Well, I don’t see the need to report her, but I do think some of her behavior wasn’t appropriate. So I decided to leave it to fate. If I can make the appointment I’ll hand her the letter, ask that she read it afterward (it’s over 1550 words) and then be the one to decide whether or not we should continue. If I have to cancel the appointment I’ll mail it to her at work. I’m 90% sure she’ll drop me either way, though.

The question I’ve asked myself after reading the draft several times is… could this letter get me into any kind of trouble?

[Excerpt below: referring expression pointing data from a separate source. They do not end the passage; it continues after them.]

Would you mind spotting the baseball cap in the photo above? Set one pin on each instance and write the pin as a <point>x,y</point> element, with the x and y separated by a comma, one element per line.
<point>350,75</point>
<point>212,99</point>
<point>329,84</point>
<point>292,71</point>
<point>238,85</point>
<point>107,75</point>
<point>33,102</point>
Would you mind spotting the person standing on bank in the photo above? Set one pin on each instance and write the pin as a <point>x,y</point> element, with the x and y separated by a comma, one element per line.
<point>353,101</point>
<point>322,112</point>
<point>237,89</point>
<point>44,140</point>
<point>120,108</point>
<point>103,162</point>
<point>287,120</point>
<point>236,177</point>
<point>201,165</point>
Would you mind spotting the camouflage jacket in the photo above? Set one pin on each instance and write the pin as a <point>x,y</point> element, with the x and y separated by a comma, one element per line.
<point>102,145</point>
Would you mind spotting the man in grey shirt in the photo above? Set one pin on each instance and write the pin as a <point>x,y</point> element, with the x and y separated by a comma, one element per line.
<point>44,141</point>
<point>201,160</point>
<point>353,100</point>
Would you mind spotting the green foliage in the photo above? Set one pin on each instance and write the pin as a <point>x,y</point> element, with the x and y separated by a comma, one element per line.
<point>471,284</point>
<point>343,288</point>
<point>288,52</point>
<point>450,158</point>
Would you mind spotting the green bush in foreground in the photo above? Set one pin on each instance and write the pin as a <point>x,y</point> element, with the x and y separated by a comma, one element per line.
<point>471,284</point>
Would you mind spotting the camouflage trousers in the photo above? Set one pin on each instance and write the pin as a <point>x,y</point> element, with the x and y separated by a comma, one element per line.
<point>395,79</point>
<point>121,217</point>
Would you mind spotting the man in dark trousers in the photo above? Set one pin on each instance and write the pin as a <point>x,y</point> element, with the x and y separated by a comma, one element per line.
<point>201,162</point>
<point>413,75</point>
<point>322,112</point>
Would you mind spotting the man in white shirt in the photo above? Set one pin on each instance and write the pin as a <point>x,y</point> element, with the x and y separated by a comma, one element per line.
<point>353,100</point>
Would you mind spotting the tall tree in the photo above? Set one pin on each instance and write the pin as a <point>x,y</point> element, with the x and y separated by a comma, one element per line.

I honestly don’t see how it could.

Also, could she have the power to spite me if it angers her in any way? I realized that anyone can change, no one is necessarily who we think they are, and anyone is capable of just about anything. I don’t think it would, but if it did piss her off, she could cry suicide on my behalf. She could call the police saying I threatened to kill myself over the phone or something and there would be no way to prove otherwise until phone records could be checked and verified. Hopefully, she would be smart enough to think it through and realize that even if she was initially believed, a lie like that could be proven eventually. God fucking help her if she ever did anything like that, but I think she’ll just read the letter, file it away, and end our sessions.

Since we were on the subject just yesterday, I checked out her house again. It’s big and nicer than I realized at first, and I think it’s a two-car garage, not a one.

Here’s one of those rare cases I feel jealousy kicking in as I did with Alyssa. Stacey’s life may not be perfect and she may not always feel great, but she seems to be a very capable person who has it all. Beautiful home, a husband who can obviously perform since they’ve got a kid, the right to choose if she wanted that kid in the first place, the ability to drive, keep a schedule, and have a great paying career. On top of that, she looks great for her age, though maybe a bit frail.

I really wonder if she hasn’t read my blogs like she said she hasn’t. It just seems like it would be so hard to resist the curiosity, especially now that she knows I like her, but I would be even more surprised if she hasn’t checked my Facebook profile.

Also, I noticed the sudden jump in Florida and Texas visitors. She has family in both states. But they don’t appear to have gone to Blogger, though. Just Prosebox. I don’t think my Prosebox account could be found that easily unless you’re really good at finding people’s accounts.